Trouble is, the game runs fine, but the image isn't appearing on my button.

Is there someone who could kindly tell me if I'm doing something obviously wrong?

Many Thanks.

+1  A: 

The first problem is you allocate a string but then replace it with a string constant. That isn't causing your image problem but it is a memory leak.

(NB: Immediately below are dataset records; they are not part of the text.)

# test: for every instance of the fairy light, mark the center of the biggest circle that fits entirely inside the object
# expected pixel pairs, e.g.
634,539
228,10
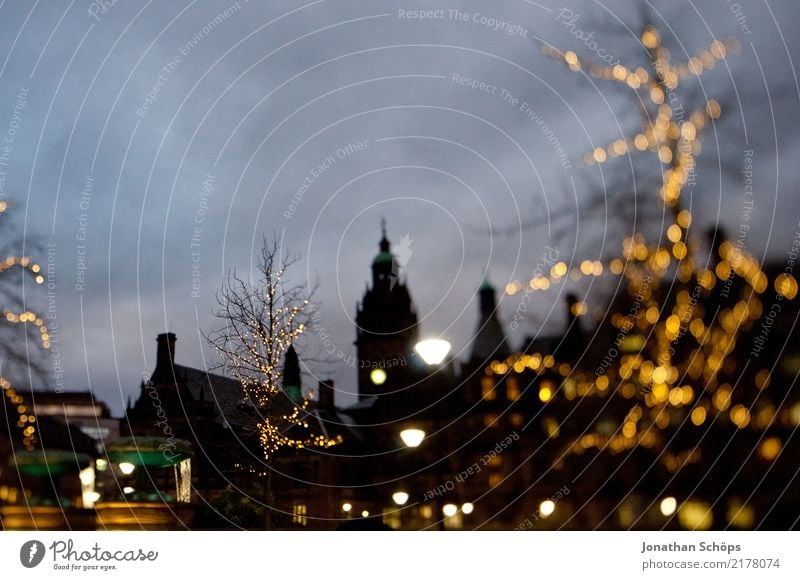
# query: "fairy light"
653,372
262,337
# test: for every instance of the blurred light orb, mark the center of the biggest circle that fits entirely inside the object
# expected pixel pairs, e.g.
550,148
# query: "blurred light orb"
400,497
668,506
412,437
378,376
433,350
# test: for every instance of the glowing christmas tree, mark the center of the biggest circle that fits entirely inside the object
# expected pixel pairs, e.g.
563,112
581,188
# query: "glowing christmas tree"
19,314
662,372
263,318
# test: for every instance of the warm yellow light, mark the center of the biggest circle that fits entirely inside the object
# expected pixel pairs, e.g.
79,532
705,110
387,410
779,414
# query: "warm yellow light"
400,497
786,286
740,416
433,350
412,437
770,448
599,154
126,468
695,515
668,506
713,109
650,38
378,376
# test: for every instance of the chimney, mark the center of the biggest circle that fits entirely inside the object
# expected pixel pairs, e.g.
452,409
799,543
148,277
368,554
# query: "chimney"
165,358
325,395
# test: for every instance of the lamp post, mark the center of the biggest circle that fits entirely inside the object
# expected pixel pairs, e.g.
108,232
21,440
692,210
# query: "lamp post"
433,350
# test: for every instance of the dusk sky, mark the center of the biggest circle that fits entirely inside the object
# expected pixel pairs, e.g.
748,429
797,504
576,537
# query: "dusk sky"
151,145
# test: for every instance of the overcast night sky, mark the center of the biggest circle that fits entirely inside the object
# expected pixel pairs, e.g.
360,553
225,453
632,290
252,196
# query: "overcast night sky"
152,142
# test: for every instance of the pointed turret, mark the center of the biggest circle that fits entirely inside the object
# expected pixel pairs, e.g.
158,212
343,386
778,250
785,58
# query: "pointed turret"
490,341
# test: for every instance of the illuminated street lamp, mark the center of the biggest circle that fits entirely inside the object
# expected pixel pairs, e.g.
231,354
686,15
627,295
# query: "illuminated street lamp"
450,509
433,350
668,506
126,468
400,497
378,376
412,437
547,507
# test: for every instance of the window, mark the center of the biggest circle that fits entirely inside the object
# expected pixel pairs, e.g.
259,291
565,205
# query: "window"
299,512
487,386
512,388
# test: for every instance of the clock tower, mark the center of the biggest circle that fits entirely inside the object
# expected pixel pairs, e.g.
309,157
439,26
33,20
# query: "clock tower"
386,325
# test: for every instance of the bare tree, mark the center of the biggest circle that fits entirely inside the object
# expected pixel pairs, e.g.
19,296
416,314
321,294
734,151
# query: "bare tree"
18,361
263,317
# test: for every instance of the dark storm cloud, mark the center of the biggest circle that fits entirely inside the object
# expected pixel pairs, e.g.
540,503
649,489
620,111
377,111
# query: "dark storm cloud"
205,119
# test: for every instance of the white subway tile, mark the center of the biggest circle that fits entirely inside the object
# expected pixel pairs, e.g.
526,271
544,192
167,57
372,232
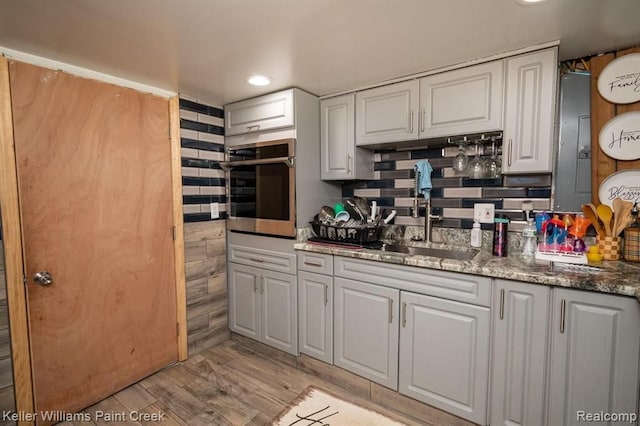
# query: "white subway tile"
189,152
212,190
188,115
204,118
210,137
190,190
211,173
187,133
367,192
211,155
516,203
190,171
462,192
405,183
454,213
191,208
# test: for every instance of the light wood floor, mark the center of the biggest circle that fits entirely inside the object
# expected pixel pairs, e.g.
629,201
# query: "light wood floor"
241,382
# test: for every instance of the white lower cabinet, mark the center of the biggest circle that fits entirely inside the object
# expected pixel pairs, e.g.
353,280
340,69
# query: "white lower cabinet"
366,330
520,328
595,341
263,306
444,354
315,315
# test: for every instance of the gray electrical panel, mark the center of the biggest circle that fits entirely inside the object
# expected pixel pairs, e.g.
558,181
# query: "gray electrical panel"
572,177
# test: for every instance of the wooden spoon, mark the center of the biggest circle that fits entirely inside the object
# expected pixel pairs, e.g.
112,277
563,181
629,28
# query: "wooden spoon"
589,214
605,214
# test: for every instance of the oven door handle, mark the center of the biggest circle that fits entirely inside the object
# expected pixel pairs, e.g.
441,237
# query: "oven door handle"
228,165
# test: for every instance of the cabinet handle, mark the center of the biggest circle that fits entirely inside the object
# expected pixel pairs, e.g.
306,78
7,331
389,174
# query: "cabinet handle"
404,314
326,295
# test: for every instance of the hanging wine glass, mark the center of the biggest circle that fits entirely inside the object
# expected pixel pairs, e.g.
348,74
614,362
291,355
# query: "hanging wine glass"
494,165
460,161
476,167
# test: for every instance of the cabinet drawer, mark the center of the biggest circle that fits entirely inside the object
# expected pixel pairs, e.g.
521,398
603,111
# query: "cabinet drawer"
449,285
275,261
315,262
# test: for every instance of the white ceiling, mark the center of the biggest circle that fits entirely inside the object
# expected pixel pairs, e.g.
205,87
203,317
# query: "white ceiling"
205,48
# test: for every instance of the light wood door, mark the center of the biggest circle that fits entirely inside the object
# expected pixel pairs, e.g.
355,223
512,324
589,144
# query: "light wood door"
595,344
520,322
94,174
468,100
530,109
315,315
387,114
279,311
366,330
444,354
244,300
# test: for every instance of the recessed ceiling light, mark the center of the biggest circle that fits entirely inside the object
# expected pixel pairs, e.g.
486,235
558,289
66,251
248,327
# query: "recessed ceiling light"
258,80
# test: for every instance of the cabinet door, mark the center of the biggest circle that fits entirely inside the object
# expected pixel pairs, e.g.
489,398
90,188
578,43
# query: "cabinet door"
366,330
468,100
315,315
387,114
594,359
262,113
279,311
530,109
339,157
444,354
521,325
244,300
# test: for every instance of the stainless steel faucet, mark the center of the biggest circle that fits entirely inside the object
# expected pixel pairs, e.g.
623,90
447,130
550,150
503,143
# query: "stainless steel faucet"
428,216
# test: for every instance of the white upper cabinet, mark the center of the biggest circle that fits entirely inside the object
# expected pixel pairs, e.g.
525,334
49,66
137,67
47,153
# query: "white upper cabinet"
387,113
266,112
529,118
339,157
467,100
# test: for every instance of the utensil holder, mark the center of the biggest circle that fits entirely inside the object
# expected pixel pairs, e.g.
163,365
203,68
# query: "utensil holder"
609,247
632,244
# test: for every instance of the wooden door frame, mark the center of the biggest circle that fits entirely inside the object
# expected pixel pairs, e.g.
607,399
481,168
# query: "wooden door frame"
14,254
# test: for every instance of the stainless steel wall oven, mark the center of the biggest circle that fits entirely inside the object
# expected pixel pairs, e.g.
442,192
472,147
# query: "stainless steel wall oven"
261,187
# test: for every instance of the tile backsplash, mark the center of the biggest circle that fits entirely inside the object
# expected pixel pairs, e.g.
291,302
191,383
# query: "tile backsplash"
202,144
454,193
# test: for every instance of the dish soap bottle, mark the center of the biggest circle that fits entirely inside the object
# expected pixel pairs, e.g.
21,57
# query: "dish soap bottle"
529,238
476,235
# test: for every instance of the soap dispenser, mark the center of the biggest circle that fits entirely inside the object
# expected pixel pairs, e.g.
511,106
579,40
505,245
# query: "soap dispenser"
476,235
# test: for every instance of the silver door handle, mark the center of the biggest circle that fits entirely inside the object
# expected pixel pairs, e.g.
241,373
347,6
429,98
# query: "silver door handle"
43,278
404,314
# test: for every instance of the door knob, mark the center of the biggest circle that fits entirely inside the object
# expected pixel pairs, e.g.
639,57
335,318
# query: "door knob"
43,278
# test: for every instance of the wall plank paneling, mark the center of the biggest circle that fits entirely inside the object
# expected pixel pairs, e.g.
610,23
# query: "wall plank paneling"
602,111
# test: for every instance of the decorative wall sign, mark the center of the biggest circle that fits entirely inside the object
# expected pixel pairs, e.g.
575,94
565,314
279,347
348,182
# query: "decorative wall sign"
624,184
620,136
619,81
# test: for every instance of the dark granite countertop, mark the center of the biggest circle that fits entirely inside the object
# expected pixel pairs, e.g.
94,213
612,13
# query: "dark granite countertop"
621,278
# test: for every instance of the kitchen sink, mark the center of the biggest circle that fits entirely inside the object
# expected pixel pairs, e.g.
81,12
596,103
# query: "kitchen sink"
430,251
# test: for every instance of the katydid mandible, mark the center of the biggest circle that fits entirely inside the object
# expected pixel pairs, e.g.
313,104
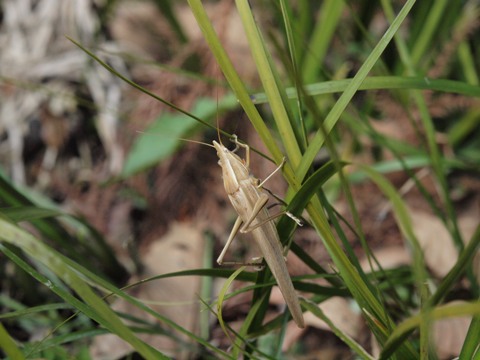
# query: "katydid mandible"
249,200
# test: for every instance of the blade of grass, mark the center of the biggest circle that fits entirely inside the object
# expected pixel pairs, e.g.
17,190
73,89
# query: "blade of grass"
51,259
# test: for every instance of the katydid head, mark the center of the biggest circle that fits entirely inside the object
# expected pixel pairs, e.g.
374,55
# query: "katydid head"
233,168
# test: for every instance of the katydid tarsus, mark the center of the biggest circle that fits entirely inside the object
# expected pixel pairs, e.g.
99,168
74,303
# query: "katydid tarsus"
249,200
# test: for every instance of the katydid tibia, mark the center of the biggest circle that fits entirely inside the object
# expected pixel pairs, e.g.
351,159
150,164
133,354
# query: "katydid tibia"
249,200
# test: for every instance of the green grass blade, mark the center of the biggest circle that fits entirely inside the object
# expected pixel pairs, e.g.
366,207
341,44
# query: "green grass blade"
51,259
440,312
352,344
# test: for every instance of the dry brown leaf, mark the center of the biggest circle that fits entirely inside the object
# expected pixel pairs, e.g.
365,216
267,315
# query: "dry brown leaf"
439,250
176,298
437,245
341,314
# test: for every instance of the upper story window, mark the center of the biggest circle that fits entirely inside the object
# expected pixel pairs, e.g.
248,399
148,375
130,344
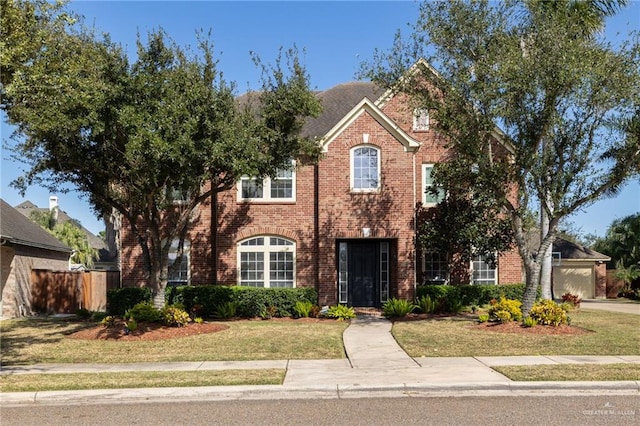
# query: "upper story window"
266,262
282,187
428,186
482,272
178,266
420,119
435,267
365,169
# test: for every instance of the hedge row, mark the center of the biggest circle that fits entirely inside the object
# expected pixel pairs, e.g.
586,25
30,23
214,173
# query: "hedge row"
251,302
119,300
469,295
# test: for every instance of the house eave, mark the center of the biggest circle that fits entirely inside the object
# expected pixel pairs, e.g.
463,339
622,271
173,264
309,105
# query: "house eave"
369,107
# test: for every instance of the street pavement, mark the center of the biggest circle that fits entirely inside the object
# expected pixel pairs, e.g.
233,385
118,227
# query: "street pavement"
375,365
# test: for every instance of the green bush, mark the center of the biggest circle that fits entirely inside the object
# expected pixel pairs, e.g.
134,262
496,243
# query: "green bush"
199,300
132,325
303,308
548,312
341,312
108,321
505,310
426,304
119,300
251,302
144,312
447,297
397,308
226,310
83,314
175,317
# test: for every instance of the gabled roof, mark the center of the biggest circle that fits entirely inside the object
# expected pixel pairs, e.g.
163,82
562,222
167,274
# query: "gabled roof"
27,207
573,251
16,229
365,105
336,103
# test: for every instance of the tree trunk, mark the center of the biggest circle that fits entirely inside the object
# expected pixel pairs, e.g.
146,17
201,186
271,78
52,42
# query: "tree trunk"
532,280
546,267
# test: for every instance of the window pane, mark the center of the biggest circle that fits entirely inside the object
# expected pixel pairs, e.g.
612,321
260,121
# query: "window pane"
365,168
251,188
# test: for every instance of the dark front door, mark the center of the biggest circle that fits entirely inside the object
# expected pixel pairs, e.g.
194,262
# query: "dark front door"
363,273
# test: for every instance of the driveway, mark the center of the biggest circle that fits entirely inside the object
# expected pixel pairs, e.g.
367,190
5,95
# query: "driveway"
612,306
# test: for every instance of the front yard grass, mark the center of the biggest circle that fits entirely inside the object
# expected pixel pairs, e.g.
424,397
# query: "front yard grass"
570,372
143,379
45,340
609,334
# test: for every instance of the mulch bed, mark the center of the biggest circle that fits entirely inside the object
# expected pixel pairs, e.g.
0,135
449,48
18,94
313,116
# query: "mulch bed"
145,331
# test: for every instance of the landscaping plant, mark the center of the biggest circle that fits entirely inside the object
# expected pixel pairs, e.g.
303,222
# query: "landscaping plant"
397,308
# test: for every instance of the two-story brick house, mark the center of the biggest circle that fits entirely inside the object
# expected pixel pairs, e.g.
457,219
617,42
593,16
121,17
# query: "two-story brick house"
345,226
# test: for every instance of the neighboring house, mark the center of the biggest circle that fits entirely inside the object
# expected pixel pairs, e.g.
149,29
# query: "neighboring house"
345,226
24,246
107,259
578,270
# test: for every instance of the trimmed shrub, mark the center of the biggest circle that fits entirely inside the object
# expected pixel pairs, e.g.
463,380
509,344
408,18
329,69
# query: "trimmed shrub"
144,312
119,300
397,308
548,312
426,304
226,310
303,308
505,310
175,317
341,312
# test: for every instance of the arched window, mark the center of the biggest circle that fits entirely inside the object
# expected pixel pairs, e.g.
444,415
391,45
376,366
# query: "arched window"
266,261
365,169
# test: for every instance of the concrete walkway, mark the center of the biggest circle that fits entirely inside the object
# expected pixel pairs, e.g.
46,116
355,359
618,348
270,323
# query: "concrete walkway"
611,306
375,365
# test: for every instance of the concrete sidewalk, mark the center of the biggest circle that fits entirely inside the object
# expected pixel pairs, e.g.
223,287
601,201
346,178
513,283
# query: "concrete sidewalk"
375,364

I've never used initByReferencingFile, I usually just use imageNamed:. There is an example of using imageNamed here.

progrmr
And if you do use imageNamed:, you need to put the image in your app's Resources directory. You can't just put images next to the source and expect the binary to find it.
JWWalker
Excellent. imageNamed worked fine.Many thanks for your help. Much appreciated.I have books, and I use the docs as much as possible but sometimes asking others is the only thing to do :-)
A Mann
The reason why `initByReferencingFile:` doesn't work is that `initByReferencingFile:`, like its cousin `initWithContentsOfFile:`, takes a pathname. You passed a filename, which works as a relative path, but this didn't work because there is no such file in the current working directory (which defaults to the root of the file-system—i.e., there is no /greenImage.jpg). `imageNamed:` works because (a) it specifically wants a filename (with or without extension) and (b) it looks for the file with that name in loaded bundles' Resources directories, not the current working directory.
Peter Hosey
Thanks, Peter. That's helpful, especially as I'm now starting to look at some very basic graphics, and drawing images into rectangles, using imageNamed. Appreciate your help.